Я пережил эту смерть вблизи Базеля; но не великий, величием равный эпохе, погиб для меня; для меня эта смерть – смерть сердечного, доброго, ставшего в воспоминаниях близким; семь лет я не видел Жореса; но знал я: он – есть; а теперь его – не было; и – я забыл о войне; и забылось, что мы, проживающие рядом с границей, – в клещах меж двух армий, что пушки из Бадена наведены и на нас, что близ Базеля корпус французов, прижатый к Швейцарии, вынужден в нашу долину вступить; и тогда пушки Бадена (как на ладони, – там) грянут; уже собирали дорожные сумочки: в горы бежать; уж под Базелем бухали пушки.
Все это забылось; я как сумасшедший забегал по берегу Бирса:
– «Месье Жорес… Тот, кто опорой мне был в тяжелейшие месяцы жизни, кого я любил…»
И над струями темно-зелеными пеной курчавой плескалось и плакало:
– «Умер он, умер: «они» – погубили его!»
На экране (Манасевич-Мануйлов, Гумилев, Минский, Александр Бенуа)
Жорес мне – действителен в мороке города; прочие – точно китайские тени; Париж как Мельбурн, потому что я ехал – маньяк, в свою точку вперенный, – выкладывать Гиппиус «раны» и после шагать пред камином; ходил к Мережковским с прогулки: в четвертом часу; посидев до шести, возвращался к обеду; обедали в семь; Мережковский сидел в кабинете; Д. В. Философов в переднюю шел с шапоклаком, одетый в убийственный фрак:
– «На банкет?»
– «С Клемансо».
А когда проходил в пиджаке, – то я знал: к анархистам, И. Книжнику[133] и Александрову, жившим в предместье Парижа; раз я с ним ходил; Александров, высокий, с глазами лучистыми, с русой бородкой, отзывчивый, нервный, мне нравился; кончил печально в России; его окружили жандармы; он пулю пустил себе в лоб.
Мережковские впутывали в суеты, из которых слагалась их жизнь; так: забрав Философова, Гиппиус даже его заставляла писать с нею «Маков цвет» (драму); и мне предложила сотрудничать с нею; стихи написать ей: о маках[134]; она подставляла ненужных людей и тащила к знакомым: трещавшая дама из светского общества, сладко точа комплимент, являлась; от дочки ее приходил Мережковский в восторг: даже был он не прочь ей увлечься; фамилии дамы не помню; казалась пустой; глазки – хитренькие; слыша, как называли меня Мережковские «Борей», она принялась называть меня «Борей».
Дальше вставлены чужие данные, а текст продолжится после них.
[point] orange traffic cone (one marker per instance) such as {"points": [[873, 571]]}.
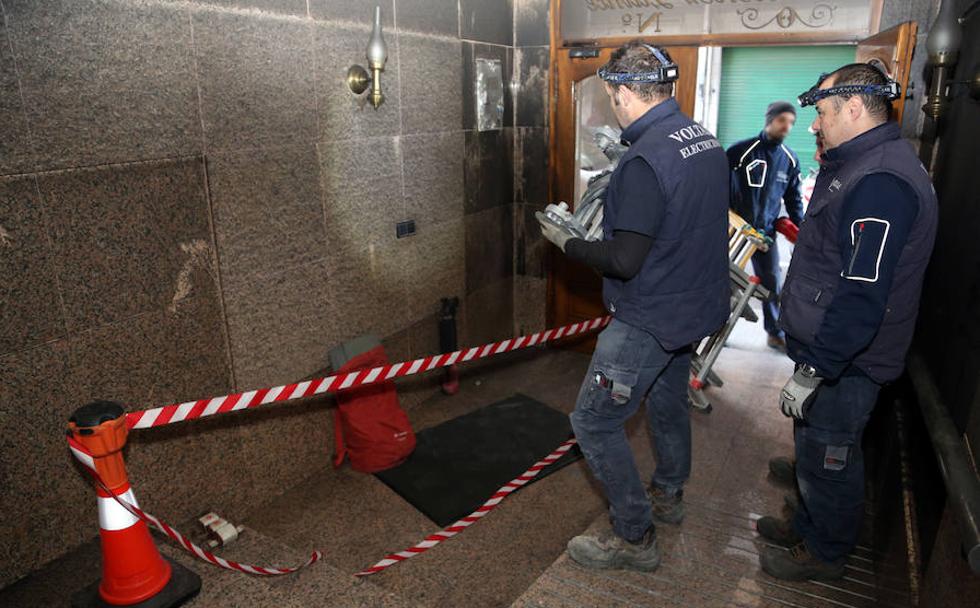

– «Какой «Боря» милый! Тащите с собою обедать ко мне; никого: вы да мы».
Повели; Философов отправился с нами; в гостиной сидел франтоватый брюнет, эластичный, красивый; лицо – с интересною бледностью; взор – опаляющий; с искрой усы – как атлас.
А фамилия и не расслышалась мне.
Склонив Гиппиус профиль, но выпятив грудь, крепко сжавши нам руки с закинутым профилем, локоть склонил он на кресло и гладил свой холеный ус, наблюдательным взглядом вбирая лорнетку, горжетку, ботиночку с пряжками; но про себя я отметил: Д. В. Философов, ответствуя франту, был сдержан; шажочками в угол пройдя, стал за спину брюнета, свой взгляд выразительный остановил на З. Н.; та, пустивши дымок, улыбнулась загадочно.
Этот брюнет завладел разговором, пуская ужами по комнате светские фразы и тихо срывая с рояля аккорды, но острые взгляды бросая на нас; произнес, между прочим, он стихотворенье Бодлера и с мягко изогнутым корпусом – к барышне: стан захватив, с нею сделал тур вальса; я понял: он пишет в газетах; он силится интервьюировать.
Сел за обедом напротив меня, взяв невинную позу; какую-то мягкую жесткость в руке, передавшей закуску, отметил я; с пальца – луч перстенный; ловко въиграв в разговор и меня, вдохновил к политическим шаржам; но тут я почувствовал быстрый удар под столом по ноге; Философов? Этот последний, когда на него я взглянул, не ответил на взгляд, неожиданным упоминанием о брате-министре меня оборвавши:
– «Мне Дима писал, что…»
Брюнет его выслушал; с ним согласился; спросил:
– «А послушайте, вы ведь видаетесь с Книжником и Александровым?»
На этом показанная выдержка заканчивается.